City farmers are learning to grow food without soil or sunlight
From abandoned warehouses to underground bomb shelters, agriculture is finding innovative ways to grow crops all year round in cities with no green spaces
Growing food in cities became popular in Europe and North America during and immediately after World War II.
Urban farming provided citizens with food at a time when resources were desperately scarce. In the decades that followed, parcels of land that had been given over to allotments and city farms were gradually taken up for urban development. But recently, there has been a renewed interest in urban farming – albeit for very a different reason than before.
As part of a recent research project investigating how urban farming is evolving across Europe, I found that in countries where growing food was embedded in the national culture, many people have started new food production projects.
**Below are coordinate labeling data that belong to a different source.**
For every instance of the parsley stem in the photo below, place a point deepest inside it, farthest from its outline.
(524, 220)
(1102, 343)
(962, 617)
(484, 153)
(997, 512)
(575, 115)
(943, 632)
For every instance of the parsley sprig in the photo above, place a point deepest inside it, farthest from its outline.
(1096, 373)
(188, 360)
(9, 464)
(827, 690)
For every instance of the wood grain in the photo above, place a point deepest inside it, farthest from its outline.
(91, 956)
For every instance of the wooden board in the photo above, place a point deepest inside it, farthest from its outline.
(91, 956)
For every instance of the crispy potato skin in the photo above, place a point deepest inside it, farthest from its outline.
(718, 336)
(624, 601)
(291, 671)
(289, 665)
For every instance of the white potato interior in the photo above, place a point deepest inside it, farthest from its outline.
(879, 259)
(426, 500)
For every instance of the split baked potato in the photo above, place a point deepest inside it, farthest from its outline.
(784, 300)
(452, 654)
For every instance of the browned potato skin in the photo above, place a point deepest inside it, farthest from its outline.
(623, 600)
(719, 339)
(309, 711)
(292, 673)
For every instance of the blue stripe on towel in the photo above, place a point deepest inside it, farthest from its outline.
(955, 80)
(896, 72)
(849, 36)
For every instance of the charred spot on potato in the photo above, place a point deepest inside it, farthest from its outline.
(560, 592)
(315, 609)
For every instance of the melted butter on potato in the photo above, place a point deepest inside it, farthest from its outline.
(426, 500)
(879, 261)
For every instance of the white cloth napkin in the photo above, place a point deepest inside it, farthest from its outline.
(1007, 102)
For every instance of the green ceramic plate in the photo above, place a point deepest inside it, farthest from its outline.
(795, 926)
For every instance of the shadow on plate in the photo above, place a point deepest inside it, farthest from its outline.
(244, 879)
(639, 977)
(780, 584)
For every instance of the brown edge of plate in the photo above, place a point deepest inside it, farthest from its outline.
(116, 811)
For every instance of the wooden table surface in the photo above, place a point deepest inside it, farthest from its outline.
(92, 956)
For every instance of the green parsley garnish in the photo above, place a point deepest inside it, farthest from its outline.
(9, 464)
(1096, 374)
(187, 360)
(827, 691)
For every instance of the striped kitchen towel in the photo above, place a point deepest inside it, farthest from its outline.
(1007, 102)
There was less uptake in countries such as Greece and Slovenia, where there was no tradition of urban farming. Yet a few community projects have recently been started in those places too.
Today’s urban farmers don’t just grow food to eat; they also see urban agriculture as a way of increasing the diversity of plants and animals in the city, bringing people from different backgrounds and age groups together, improving mental and physical health and regenerating derelict neighbourhoods.
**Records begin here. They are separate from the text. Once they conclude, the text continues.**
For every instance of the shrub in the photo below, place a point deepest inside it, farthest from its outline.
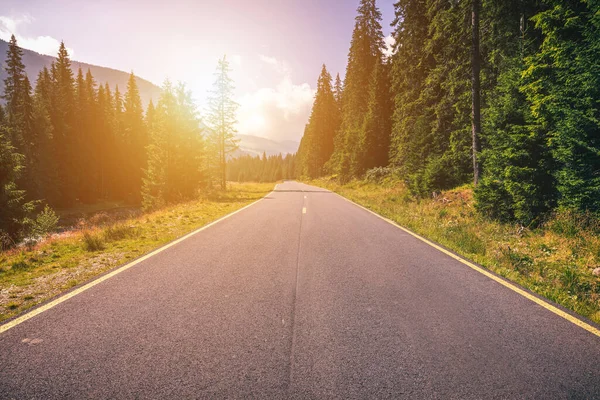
(119, 232)
(376, 175)
(92, 241)
(45, 222)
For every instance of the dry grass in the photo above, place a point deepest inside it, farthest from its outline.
(555, 261)
(101, 242)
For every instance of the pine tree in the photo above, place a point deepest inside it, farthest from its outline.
(135, 139)
(365, 52)
(44, 162)
(14, 91)
(377, 126)
(176, 150)
(324, 123)
(562, 85)
(517, 182)
(62, 114)
(13, 208)
(221, 119)
(338, 91)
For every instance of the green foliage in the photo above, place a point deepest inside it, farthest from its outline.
(221, 119)
(176, 151)
(261, 169)
(317, 143)
(45, 222)
(93, 241)
(562, 85)
(13, 207)
(365, 53)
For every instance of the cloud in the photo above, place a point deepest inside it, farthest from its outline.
(389, 45)
(281, 67)
(278, 113)
(236, 59)
(41, 44)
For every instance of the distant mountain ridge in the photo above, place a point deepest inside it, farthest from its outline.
(35, 62)
(256, 146)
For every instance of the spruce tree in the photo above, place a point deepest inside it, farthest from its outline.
(13, 207)
(377, 125)
(324, 123)
(135, 139)
(62, 114)
(562, 85)
(222, 120)
(14, 91)
(365, 52)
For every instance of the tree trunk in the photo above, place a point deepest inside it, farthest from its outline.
(476, 91)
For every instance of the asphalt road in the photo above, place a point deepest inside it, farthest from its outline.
(303, 296)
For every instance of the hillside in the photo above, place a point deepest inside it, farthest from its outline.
(35, 62)
(255, 145)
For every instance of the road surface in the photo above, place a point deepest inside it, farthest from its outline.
(302, 296)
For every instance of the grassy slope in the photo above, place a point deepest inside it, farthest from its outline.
(31, 276)
(555, 261)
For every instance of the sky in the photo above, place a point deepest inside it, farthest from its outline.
(275, 47)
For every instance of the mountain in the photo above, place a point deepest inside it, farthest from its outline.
(255, 145)
(35, 62)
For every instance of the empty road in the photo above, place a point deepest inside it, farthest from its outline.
(301, 296)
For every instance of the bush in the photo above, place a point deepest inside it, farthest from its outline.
(378, 174)
(92, 241)
(45, 222)
(119, 232)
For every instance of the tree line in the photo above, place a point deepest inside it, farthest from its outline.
(70, 140)
(247, 168)
(502, 93)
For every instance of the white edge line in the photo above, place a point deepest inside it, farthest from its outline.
(45, 307)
Many new urban farming projects still struggle to find suitable green spaces. But people are finding inventive solutions; growing food in skips or on rooftops, on sites that are only temporarily free, or on raised beds in abandoned industrial yards. Growers are even using technologies such as hydroponics, aquaculture and aquaponics to make the most of unoccupied spaces.
Hydroponic systems were engineered as a highly space and resource efficient form of farming. Today, they represent a considerable source of industrially grown produce; one estimate suggests that, in 2016, the hydroponic vegetable market was worth about $6.9bn (£4.9bn) worldwide.